A wide smile full of teeth and lipstick fixed on her face, Noelle hid her disappointment well. This was so very far from any life she had imagined for herself. Folding Babygros, dusting unsold birdfeeders, sticking prices on colanders. She sighed and headed towards the rear of the shop. When she had met Paul he had been studying at the College of Commerce out in Rathmines and somehow she had assumed that meant he had a certain amount of ambition. He had confidence, money in his pocket, people liked him, he was what she imagined a young empire builder might be like. When she realised that she was pregnant, she hadn’t even panicked. It could be part of the plan. Paul and Noelle were a team and together they could achieve great things. It was only after the wedding that he had mentioned something about returning to Buncarragh. She remembered the way he said it seemed to imply that they had discussed it or that it was an idea she had always known about. Noelle made it very clear to her new husband that she had no intention of rotting away running some Mickey Mouse family shop in Buncarragh. He had pleaded. Promises had been made. They would save up for a couple of years and start their own business back in Dublin. She hadn’t been thrilled but at least it was a plan, but then two more babies had come along and by the time her in-laws had decided to retire, the whole country was in the toilet. Keane and Sons was worthless, and their savings were hardly enough to buy new bikes for the kids, never mind start a new life. It was obvious that Paul didn’t mind a bit. This was what he had always wanted; for Noelle it was just what she had. Buncarragh. She could see that her kids were happy and even she acknowledged that leaving wasn’t an option, so every morning she got up, looked at herself in the bathroom mirror and put on a brave face.

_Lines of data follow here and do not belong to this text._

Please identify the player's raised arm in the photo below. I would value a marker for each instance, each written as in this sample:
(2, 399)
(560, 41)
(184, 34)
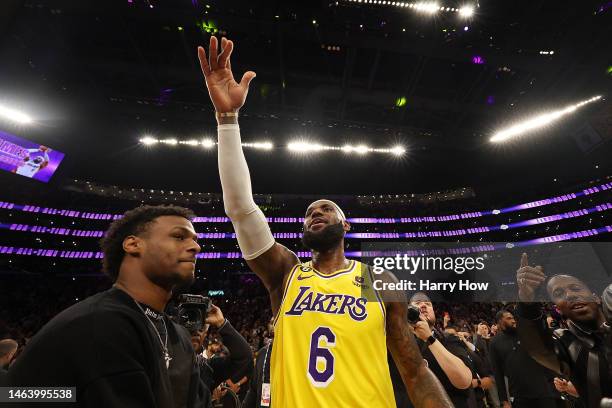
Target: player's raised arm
(268, 259)
(423, 387)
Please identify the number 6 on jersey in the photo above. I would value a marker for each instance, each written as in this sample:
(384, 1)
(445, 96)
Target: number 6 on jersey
(321, 354)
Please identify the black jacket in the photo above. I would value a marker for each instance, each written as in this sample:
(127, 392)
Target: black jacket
(215, 370)
(526, 378)
(106, 348)
(577, 354)
(261, 374)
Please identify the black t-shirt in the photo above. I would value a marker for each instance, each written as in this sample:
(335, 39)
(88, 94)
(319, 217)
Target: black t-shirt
(180, 362)
(526, 378)
(453, 345)
(106, 348)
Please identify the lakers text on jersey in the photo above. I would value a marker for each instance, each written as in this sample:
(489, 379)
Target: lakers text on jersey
(329, 344)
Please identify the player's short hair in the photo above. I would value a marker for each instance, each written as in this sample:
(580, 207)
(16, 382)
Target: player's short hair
(133, 222)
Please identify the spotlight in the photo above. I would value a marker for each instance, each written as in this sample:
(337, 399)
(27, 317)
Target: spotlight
(148, 141)
(208, 143)
(259, 145)
(429, 8)
(538, 122)
(362, 149)
(15, 115)
(398, 150)
(466, 11)
(305, 147)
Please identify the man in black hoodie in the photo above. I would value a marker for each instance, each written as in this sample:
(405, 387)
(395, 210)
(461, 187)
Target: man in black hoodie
(118, 347)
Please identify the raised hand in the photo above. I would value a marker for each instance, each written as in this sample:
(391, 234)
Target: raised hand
(225, 93)
(528, 279)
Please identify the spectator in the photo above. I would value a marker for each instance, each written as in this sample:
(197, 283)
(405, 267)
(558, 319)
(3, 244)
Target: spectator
(214, 367)
(529, 384)
(8, 348)
(578, 352)
(482, 376)
(258, 394)
(118, 347)
(446, 357)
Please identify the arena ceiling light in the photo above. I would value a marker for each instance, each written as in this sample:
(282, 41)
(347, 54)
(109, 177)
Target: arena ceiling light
(204, 143)
(465, 11)
(538, 122)
(303, 147)
(14, 115)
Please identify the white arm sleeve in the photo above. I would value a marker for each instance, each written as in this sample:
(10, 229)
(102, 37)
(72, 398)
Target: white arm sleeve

Up in the flat Elizabeth was wrapped by her Aunt Gillian in a hug that was both too long and too tight.

‘Elizabeth!’ the older woman hissed in her ear, turning the name into a mournful incantation. Finally releasing her niece, she then grabbed both her hands and peered into Elizabeth’s eyes. ‘How are you? It must be hard. Hard. Is it? Hard being back?’

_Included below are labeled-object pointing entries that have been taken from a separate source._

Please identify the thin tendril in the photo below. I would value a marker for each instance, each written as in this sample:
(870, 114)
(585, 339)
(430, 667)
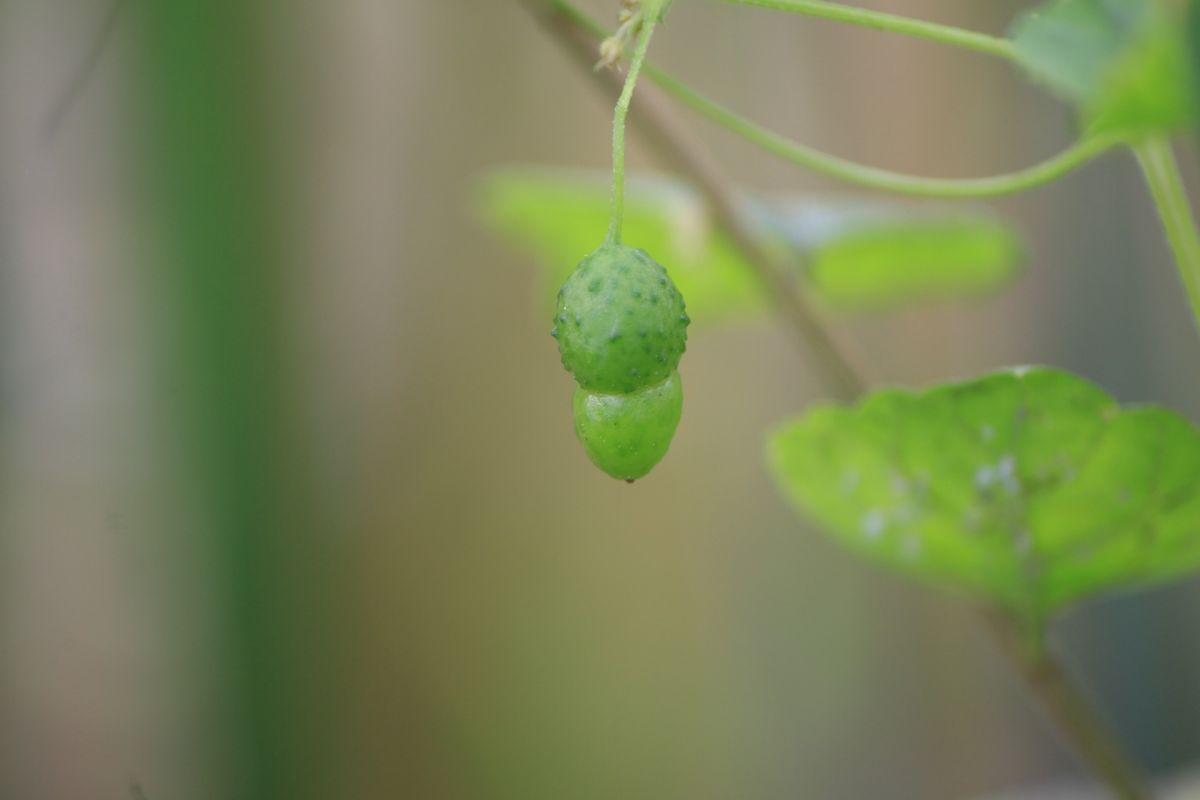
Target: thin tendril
(649, 19)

A heavy gold bangle on her aunt’s wrist caught her attention. Surely that had been …

‘Oh, you noticed it! Your mother insisted I have it. Insisted. So, so precious.’ Gillian stroked the bangle before wrapping it in a firm grip that suggested she would not be parting with it before her own deathbed.

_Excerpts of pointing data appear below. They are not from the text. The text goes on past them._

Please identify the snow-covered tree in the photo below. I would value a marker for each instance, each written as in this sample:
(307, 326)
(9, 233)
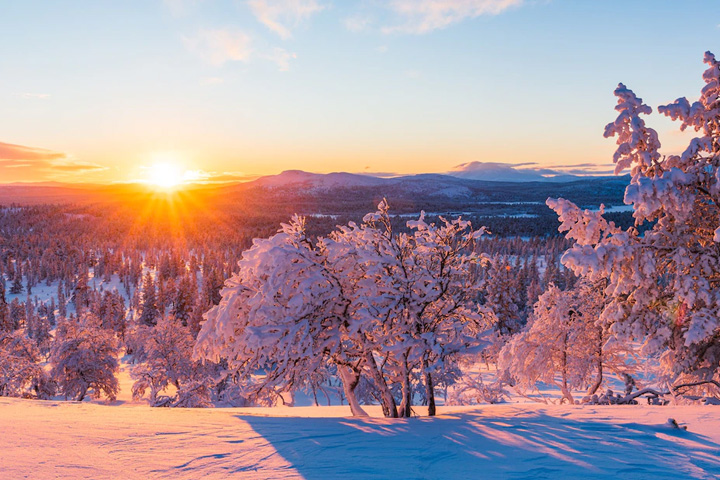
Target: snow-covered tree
(565, 344)
(21, 371)
(663, 284)
(149, 310)
(283, 313)
(84, 359)
(165, 367)
(363, 301)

Elizabeth was a pinball machine of emotion. Suspicion, fury, jealousy, sadness, but mostly a strange regret because the one person who would really appreciate this story was no longer at the end of the phone. Laughing at her aunt and uncle or listening to her mother relating her sister-in-law’s latest transgression had been a staple part of their family bond for so many years. Elizabeth realised that moments like this would continue to catch her unawares, a thread of memory being snagged on a nail from the past.

‘Sorry. Seeing it just took me by surprise. Everything seems so strange, you know, being in the house without her.’

‘Of course, of course.’ Gillian now grabbed her niece’s arm and pulled her down beside her on the green brocade sofa.